今川にとっても武田にとってもこの同盟は利害が一致しており、今川は西に進むにあたって背後を強化したい、武田は北信濃の平定と上杉謙信の存在により背後を安定させたいといったことがあり、同盟が結ばれることとなります。
なお、この同盟は、1568年にもともとあった外交方針をかえ、武田信玄が駿河侵攻を行い、氏康と信玄の敵対関係が強まり甲相同盟(甲は甲斐の武田家、相は相模の北条家)は破棄されました。
北条氏康の死因と死後
ちなみに、氏康が死んだあと武田氏とまた同盟を組みます。その同盟は氏康が死に際に「また武田と同盟を組め」と言ったという情報があります。本当か嘘かわかりませんが、そうした逸話が残っています。
そして、1571年に氏康は小田原城で死没しました。
氏康は一年前から中風病を持っていました。
中風とは手足がマヒし半身不随になったりする病気であることから、今でいうところの脳卒中にあたる病気だと考えられています。
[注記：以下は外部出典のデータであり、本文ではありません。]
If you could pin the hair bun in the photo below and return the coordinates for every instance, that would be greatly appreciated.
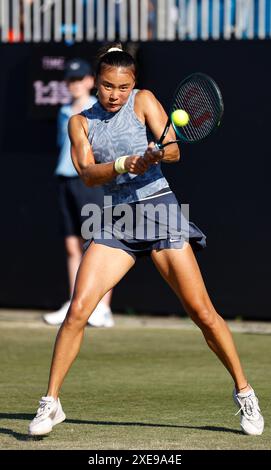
(114, 49)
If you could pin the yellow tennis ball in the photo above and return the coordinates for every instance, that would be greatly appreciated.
(180, 117)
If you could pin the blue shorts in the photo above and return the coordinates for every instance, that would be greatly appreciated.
(154, 223)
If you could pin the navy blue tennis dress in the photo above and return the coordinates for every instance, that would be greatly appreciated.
(141, 213)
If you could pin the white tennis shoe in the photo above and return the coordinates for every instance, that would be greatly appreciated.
(252, 421)
(48, 415)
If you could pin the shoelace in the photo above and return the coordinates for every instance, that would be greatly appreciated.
(249, 406)
(43, 408)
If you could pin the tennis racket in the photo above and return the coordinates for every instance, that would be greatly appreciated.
(200, 97)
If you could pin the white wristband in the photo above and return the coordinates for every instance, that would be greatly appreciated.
(119, 165)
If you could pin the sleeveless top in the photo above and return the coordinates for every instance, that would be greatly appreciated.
(113, 135)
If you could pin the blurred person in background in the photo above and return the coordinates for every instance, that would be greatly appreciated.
(73, 194)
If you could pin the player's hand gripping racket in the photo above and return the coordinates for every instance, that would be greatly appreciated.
(199, 96)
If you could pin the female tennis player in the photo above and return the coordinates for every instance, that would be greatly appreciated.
(112, 145)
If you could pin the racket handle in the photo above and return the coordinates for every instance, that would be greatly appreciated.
(158, 147)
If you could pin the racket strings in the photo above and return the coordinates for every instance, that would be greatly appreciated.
(201, 99)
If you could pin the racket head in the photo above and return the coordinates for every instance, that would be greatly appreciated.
(198, 95)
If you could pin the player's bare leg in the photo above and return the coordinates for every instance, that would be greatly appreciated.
(180, 269)
(101, 269)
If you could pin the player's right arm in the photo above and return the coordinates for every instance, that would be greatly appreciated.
(90, 172)
(82, 155)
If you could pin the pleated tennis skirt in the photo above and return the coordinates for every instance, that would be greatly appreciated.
(154, 223)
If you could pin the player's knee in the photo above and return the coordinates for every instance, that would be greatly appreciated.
(78, 314)
(204, 316)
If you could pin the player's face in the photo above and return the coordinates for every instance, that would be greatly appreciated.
(114, 86)
(79, 87)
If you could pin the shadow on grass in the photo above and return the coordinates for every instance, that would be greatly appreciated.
(28, 417)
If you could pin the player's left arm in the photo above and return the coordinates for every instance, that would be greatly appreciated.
(152, 113)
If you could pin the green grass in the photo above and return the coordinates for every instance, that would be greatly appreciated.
(131, 389)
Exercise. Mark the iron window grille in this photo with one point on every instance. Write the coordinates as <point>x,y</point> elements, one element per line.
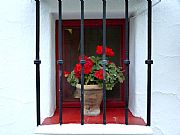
<point>149,61</point>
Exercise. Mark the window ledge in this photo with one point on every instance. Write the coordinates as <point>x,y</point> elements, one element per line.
<point>90,129</point>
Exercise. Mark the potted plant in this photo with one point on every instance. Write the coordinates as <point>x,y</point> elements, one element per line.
<point>93,79</point>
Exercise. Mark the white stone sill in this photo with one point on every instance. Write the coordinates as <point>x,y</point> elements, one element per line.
<point>91,129</point>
死の直前は症状は非常に重かったようで、息子の顔がもうわからないなどといった状態に陥っていたそうです。
このようにして氏康は生涯を終えます。享年57歳でした。
これ以外にも上杉謙信と戦ったりと、いろんなことをしているので、是非調べてみてください。
北条氏康の名言や逸話
そして、次は氏康の「名言」や「伝説」「逸話」を紹介したいと思います。
ここでは何個か氏康に関することを紹介したいと思います。
北条氏康の名言や言葉
初めに名言や言葉を紹介したいと思います。
小事をおろそかにするな
一つ目は「小事をおろそかにするな」という名言です。
この名言は自分の子供が小さなことに時間を使っている様子を見て言った言葉です。
「何度も付け足しするぐらいなら一度で済ませろ。」という意味です。
深読みすれば、小さなことも丁寧にできなければ大きなことをした時に失敗する。逆に小さなことを丁寧にやることで、どこかで失敗してもチャンスの糸口を見つけることができ、ピンチをチャンスに変えることもできるという意味。
この名言はとても有名です。いろんな表し方だったりいろんな解釈だったりがあると思いますが、僕は高校で習った通りに書きました。
義を守って滅亡するのと、義を捨ててまで生き延びるのとでは雲泥の差がある
二つ目も名言で、「義を守って滅亡するのと、義を捨ててまで生き延びるのとでは雲泥の差がある。」という名言です。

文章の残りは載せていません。